#Goldwasser Micali Efficient Variant

Java implementation of Goldwasser Micali Efficient Variant http://eprint.iacr.org/2013/435

##Usage The code includes a GUI to provide easier testing .

###Using the code:

Key Generation:

• GenerateKeys generateKeys = new GenerateKeys(k, keySize);
  • k -> Is the Security Parameter
  • keySize -> Is the size of the key to be generated;
• Then just call generateKeys.generateKeys();
• The above method returns a Keys object that contains the public and private keys generated;

Encryption:

• To encrypt a message just call keys.getPublicKey().encryptMessage([bytes to be encrypted]);
  • The method takes as an argument a byte array with the plain text message;
  • The method will return a byte array with the encrypted message;

Decryption:

• The decryption is very simmilar to the encryption: keys.getPrivateKey().decryptData([bytes to be decrypted], keys.getPublicKey().getY(), keys.getPublicKey().getK());
  • This method takes as arguments, a byte array with the encrypt message, the publick y and the public K;
  • It returns a byte array with the decrypted message;

##Analisys

Although the encryption and decryption process are quite fast, the key generation grows exponentially with the size of the key. Although it is normal for an algorithm takes more time to find primes for bigger key sizes, the exceptional time it takes is probably due to the method used to find them. The method used was Java's BigInteger.probablePrime which, is not very efficient.
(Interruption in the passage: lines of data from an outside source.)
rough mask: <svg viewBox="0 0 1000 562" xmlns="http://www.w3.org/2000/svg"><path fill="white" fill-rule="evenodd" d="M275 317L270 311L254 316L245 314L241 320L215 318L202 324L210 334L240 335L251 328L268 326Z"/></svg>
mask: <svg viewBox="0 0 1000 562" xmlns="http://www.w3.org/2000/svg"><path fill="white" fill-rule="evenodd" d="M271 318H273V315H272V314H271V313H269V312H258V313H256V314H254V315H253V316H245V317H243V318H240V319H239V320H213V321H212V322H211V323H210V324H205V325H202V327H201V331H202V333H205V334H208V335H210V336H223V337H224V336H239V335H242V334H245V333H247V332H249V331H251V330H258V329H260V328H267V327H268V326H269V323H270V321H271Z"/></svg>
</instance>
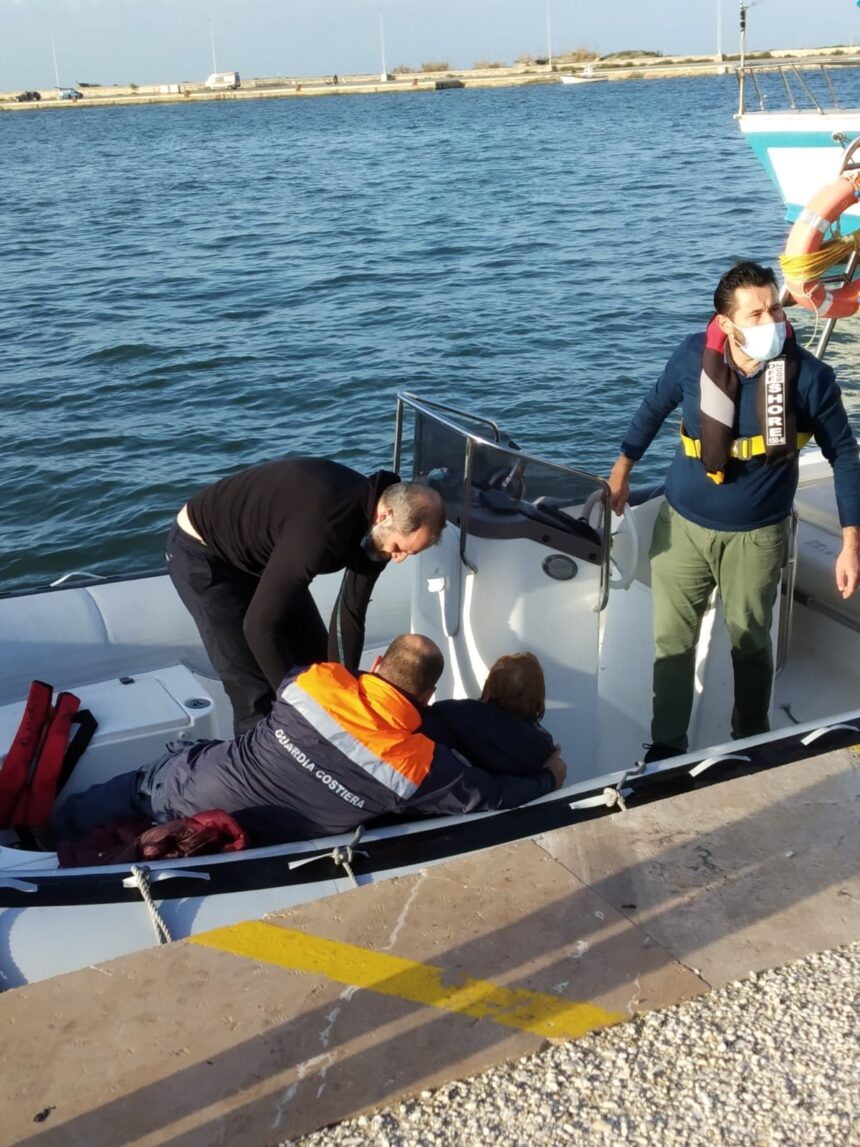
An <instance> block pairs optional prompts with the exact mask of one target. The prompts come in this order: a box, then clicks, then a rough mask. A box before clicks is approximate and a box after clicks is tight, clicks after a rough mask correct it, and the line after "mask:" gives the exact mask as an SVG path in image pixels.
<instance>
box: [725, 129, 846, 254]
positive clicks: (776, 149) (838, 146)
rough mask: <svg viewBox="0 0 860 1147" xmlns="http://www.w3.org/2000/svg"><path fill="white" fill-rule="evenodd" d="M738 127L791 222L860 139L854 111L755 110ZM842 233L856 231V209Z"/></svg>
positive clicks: (824, 183) (834, 173) (795, 218)
mask: <svg viewBox="0 0 860 1147" xmlns="http://www.w3.org/2000/svg"><path fill="white" fill-rule="evenodd" d="M738 125H740V127H741V131H742V132H743V134H744V136H745V139H746V141H748V143H749V145H750V147H751V148H752V150H753V153H755V155H756V157H757V158H758V161H759V163H760V164H761V166H763V167H764V169H765V171H766V172H767V174H768V177H769V178H771V180H772V181H773V184H774V186H775V187H776V189H777V190H779V193H780V196H781V197H782V201H783V203H784V204H785V220H787V221H788V223H793V221H795V219H796V218H797V217H798V214H799V213H800V211H802V210H803V209H804V206H805V205H806V204H807V203H808V202H810V200H811V198H812V197H813V195H814V194H815V193H816V192H818V190H819V189H820V188H821V187H823V186H824V185H827V184H829V182H830V181H831V180H834V179H836V178H837V175H838V174H839V170H841V164H842V156H843V151H844V149H845V147H846V146H847V145H849V143H850V142H851V141H852V140H854V139H857V138H858V136H860V110H857V111H792V112H789V111H785V112H776V111H774V112H769V111H764V112H761V111H755V112H745V114H742V115H741V116H738ZM841 226H842V232H843V233H844V234H847V233H850V232H852V231H857V229H858V227H860V206H854V208H850V209H849V210H847V211H846V212H845V213H844V214H843V217H842V225H841Z"/></svg>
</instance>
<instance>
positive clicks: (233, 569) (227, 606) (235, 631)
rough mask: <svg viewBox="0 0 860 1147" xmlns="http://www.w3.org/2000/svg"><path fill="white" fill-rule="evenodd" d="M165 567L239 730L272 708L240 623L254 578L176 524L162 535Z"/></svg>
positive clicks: (172, 526) (241, 729)
mask: <svg viewBox="0 0 860 1147" xmlns="http://www.w3.org/2000/svg"><path fill="white" fill-rule="evenodd" d="M164 556H165V559H166V561H167V572H169V573H170V579H171V582H172V583H173V585H174V586H175V590H177V593H178V594H179V596H180V598H181V600H182V603H183V604H185V607H186V609H187V610H188V612H189V614H190V615H191V617H193V618H194V621H195V624H196V625H197V629H198V631H200V635H201V640H202V641H203V647H204V648H205V650H206V653H208V654H209V660H210V661H211V662H212V666H213V668H214V671H216V673H218V676H219V677H220V679H221V681H222V684H224V688H225V690H226V693H227V696H228V697H229V701H230V704H232V705H233V728H234V732H235V734H236V736H239V735H240V734H241V733H247V732H248V729H249V728H253V726H255V725H256V724H257V721H258V720H259V719H260V718H261V717H265V716H266V715H267V713H268V712H269V710H271V709H272V701H273V700H274V694H273V692H272V687H271V686H269V684H268V681H267V679H266V677H265V676H264V673H263V670H261V669H260V668H259V665H258V664H257V661H256V658H255V656H253V654H252V653H251V650H250V648H249V647H248V642H247V641H245V637H244V632H243V629H242V623H243V621H244V616H245V612H247V611H248V607H249V604H250V602H251V598H252V596H253V595H255V593H256V592H257V586H258V585H259V579H258V578H256V577H253V576H252V575H251V573H244V572H243V571H242V570H237V569H235V568H234V567H233V565H228V564H227V562H222V561H221V560H220V559H219V557H216V555H214V554H213V553H212V551H211V549H209V547H208V546H204V545H203V544H202V543H200V541H196V540H195V539H194V538H191V537H189V536H188V535H187V533H185V532H183V531H182V530H180V529H179V526H178V525H177V524H175V522H174V523H173V526H172V529H171V531H170V535H169V536H167V548H166V552H165V554H164Z"/></svg>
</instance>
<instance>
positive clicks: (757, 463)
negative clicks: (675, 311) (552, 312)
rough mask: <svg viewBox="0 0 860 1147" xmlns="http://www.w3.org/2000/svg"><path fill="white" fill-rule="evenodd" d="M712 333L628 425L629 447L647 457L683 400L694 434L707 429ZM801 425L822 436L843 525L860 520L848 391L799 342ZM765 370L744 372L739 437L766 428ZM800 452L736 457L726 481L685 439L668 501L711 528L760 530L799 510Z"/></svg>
mask: <svg viewBox="0 0 860 1147" xmlns="http://www.w3.org/2000/svg"><path fill="white" fill-rule="evenodd" d="M703 348H704V334H698V335H690V336H689V337H688V338H686V340H685V341H683V342H682V343H681V345H680V346H679V348H678V350H677V351H675V352H674V354H673V356H672V358H671V359H670V360H669V362H667V365H666V368H665V369H664V372H663V374H662V375H660V376H659V379H658V380H657V383H656V385H655V387H654V388H652V389H651V390H650V391H649V392H648V393H647V395H646V397H644V399H643V400H642V405H641V406H640V407H639V409H638V411H636V413H635V414H634V415H633V420H632V422H631V424H630V427H628V429H627V434H626V435H625V438H624V442H623V443H621V453H623V454H625V455H626V457H627V458H630V459H632V461H634V462H635V461H639V459H640V458H641V457H642V454H644V452H646V450H647V448H648V446H649V445H650V444H651V442H652V440H654V438H655V436H656V434H657V431H658V430H659V428H660V427H662V426H663V423H664V421H665V420H666V418H667V416H669V415H670V414H671V413H672V411H674V409H675V407H678V406H681V409H682V418H683V427H685V430H686V432H687V434H688V435H689V437H690V438H698V437H699V436H701V429H699V418H698V404H699V376H701V373H702V350H703ZM798 353H799V356H800V369H799V374H798V379H797V428H798V430H808V431H812V434H813V435H814V437H815V442H816V443H818V444H819V446H820V447H821V451H822V453H823V455H824V458H826V459H827V460H828V462H830V465H831V466H832V468H834V482H835V486H836V504H837V507H838V510H839V522H841V523H842V525H860V460H859V459H858V444H857V442H855V440H854V436H853V434H852V430H851V427H850V424H849V420H847V415H846V413H845V407H844V406H843V405H842V393H841V391H839V388H838V385H837V384H836V379H835V377H834V372H832V369H831V368H830V367H829V366H827V365H826V364H823V362H821V361H819V359H816V358H815V357H814V354H811V353H810V352H808V351H805V350H803V349H800V348H798ZM759 375H760V372H759V374H756V375H753V376H752V377H751V379H748V377H746V376H745V375H743V374H740V372H738V379H740V383H741V385H740V393H738V398H737V413H736V423H735V432H734V437H735V438H746V437H752V436H755V435H759V434H761V428H760V426H759V420H758V414H757V413H756V391H757V387H758V381H759ZM797 479H798V465H797V458H795V459H792V460H790V461H788V462H781V463H779V465H776V466H767V463H766V462H765V459H764V457H760V458H752V459H750V460H749V461H745V462H743V461H740V460H737V459H729V461H728V465H727V467H726V481H725V483H724V484H722V485H717V484H716V483H713V482H712V481H711V479H710V478H709V477H707V475H706V473H705V468H704V466H703V465H702V462H701V461H699V460H698V459H697V458H688V457H687V455H686V454H685V452H683V447H682V446H681V443H680V439H679V444H678V452H677V453H675V457H674V460H673V461H672V465H671V466H670V468H669V474H667V475H666V500H667V501H669V504H670V506H672V507H673V509H677V510H678V513H679V514H681V515H682V516H683V517H686V518H689V521H690V522H696V523H697V524H698V525H702V526H704V528H705V529H709V530H756V529H758V528H759V526H763V525H771V524H772V523H773V522H780V521H782V520H783V518H784V517H788V515H789V514H790V513H791V504H792V501H793V499H795V492H796V491H797Z"/></svg>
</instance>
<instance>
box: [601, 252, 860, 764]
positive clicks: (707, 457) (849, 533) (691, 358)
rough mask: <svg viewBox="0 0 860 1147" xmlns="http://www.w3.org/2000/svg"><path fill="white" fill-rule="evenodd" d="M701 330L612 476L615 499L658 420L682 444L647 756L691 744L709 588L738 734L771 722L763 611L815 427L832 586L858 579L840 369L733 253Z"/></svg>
mask: <svg viewBox="0 0 860 1147" xmlns="http://www.w3.org/2000/svg"><path fill="white" fill-rule="evenodd" d="M713 305H714V312H716V313H714V315H713V317H712V319H711V321H710V322H709V325H707V329H706V330H705V331H704V333H701V334H697V335H691V336H690V337H689V338H687V340H685V342H683V343H681V345H680V346H679V348H678V350H677V351H675V352H674V354H673V356H672V358H671V359H670V361H669V364H667V366H666V367H665V369H664V372H663V374H662V375H660V377H659V379H658V381H657V383H656V385H655V387H654V388H652V389H651V390H650V391H649V392H648V393H647V395H646V397H644V399H643V400H642V404H641V406H640V407H639V409H638V411H636V413H635V414H634V416H633V421H632V422H631V424H630V428H628V429H627V432H626V435H625V438H624V442H623V443H621V453H620V454H619V455H618V459H617V460H616V462H615V466H613V467H612V473H611V474H610V476H609V487H610V491H611V497H612V509H613V510H616V513H618V514H620V513H621V510H623V509H624V506H625V504H626V501H627V497H628V482H627V478H628V475H630V471H631V470H632V468H633V466H634V463H635V462H636V461H638V460H639V459H640V458H641V457H642V454H644V452H646V450H647V448H648V446H649V445H650V443H651V440H652V439H654V437H655V436H656V434H657V431H658V430H659V428H660V427H662V426H663V423H664V421H665V420H666V418H667V416H669V415H670V414H671V413H672V411H674V409H675V407H677V406H681V407H682V412H683V422H682V423H681V442H680V443H679V445H678V451H677V452H675V457H674V461H673V462H672V466H671V467H670V470H669V475H667V477H666V500H665V504H664V505H663V507H662V509H660V512H659V515H658V517H657V522H656V524H655V528H654V536H652V540H651V596H652V600H654V635H655V646H656V660H655V663H654V711H652V720H651V741H652V743H651V744H650V746H649V748H648V752H647V754H646V756H644V762H646V763H649V762H651V760H660V759H663V758H665V757H671V756H675V755H678V754H679V752H685V751H686V750H687V726H688V724H689V719H690V712H691V709H693V687H694V668H695V656H696V643H697V640H698V632H699V627H701V624H702V618H703V616H704V612H705V609H706V607H707V602H709V600H710V598H711V593H712V591H713V588H714V587H717V590H718V592H719V595H720V601H721V604H722V611H724V616H725V618H726V624H727V629H728V633H729V640H730V643H732V664H733V670H734V685H735V689H734V692H735V703H734V710H733V713H732V735H733V736H734V738H735V739H741V738H746V736H756V735H757V734H759V733H766V732H767V731H768V728H769V723H768V710H769V707H771V693H772V687H773V651H772V645H771V618H772V616H773V607H774V603H775V601H776V593H777V590H779V584H780V576H781V572H782V569H783V567H784V564H785V562H787V560H788V556H789V553H788V551H789V535H790V518H791V506H792V502H793V498H795V492H796V491H797V483H798V476H799V470H798V461H797V455H798V451H799V450H800V447H802V446H803V445H804V444H805V443H806V442H807V440H808V439H810V438H811V437H813V436H814V438H815V442H816V443H818V444H819V446H820V447H821V451H822V453H823V454H824V457H826V458H827V460H828V461H829V462H830V465H831V466H832V469H834V484H835V487H836V501H837V505H838V509H839V521H841V524H842V532H843V546H842V551H841V553H839V555H838V557H837V561H836V570H835V576H836V586H837V588H838V591H839V593H841V594H842V596H843V598H850V596H851V594H853V593H854V591H855V590H857V587H858V585H859V584H860V461H859V460H858V445H857V442H855V440H854V435H853V432H852V430H851V426H850V423H849V419H847V415H846V413H845V408H844V406H843V404H842V398H841V392H839V388H838V385H837V384H836V380H835V377H834V372H832V370H831V368H830V367H829V366H827V365H826V364H823V362H820V361H819V360H818V359H816V358H815V357H814V356H813V354H811V353H810V352H808V351H806V350H804V348H803V346H799V345H798V344H797V341H796V340H795V335H793V331H792V330H791V328H790V327H789V326H788V323H787V322H785V312H784V311H783V307H782V303H781V302H780V291H779V288H777V286H776V276H775V275H774V273H773V271H772V270H771V268H769V267H763V266H759V265H758V264H757V263H738V264H737V265H736V266H734V267H732V268H730V270H729V271H727V272H726V274H725V275H724V276H722V278H721V279H720V281H719V283H718V284H717V290H716V291H714V295H713Z"/></svg>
It was found experimentally that sometimes the algorithm does not find a valid P value. In the experiments it was found that usually it takes at most 500 tries to find a valid P. Usually when it is not found by then, the algorithm does not find one so, after that number is achieved, the algorithm is reinitiated.

A jar file with the compiled application can be found in the jar folder.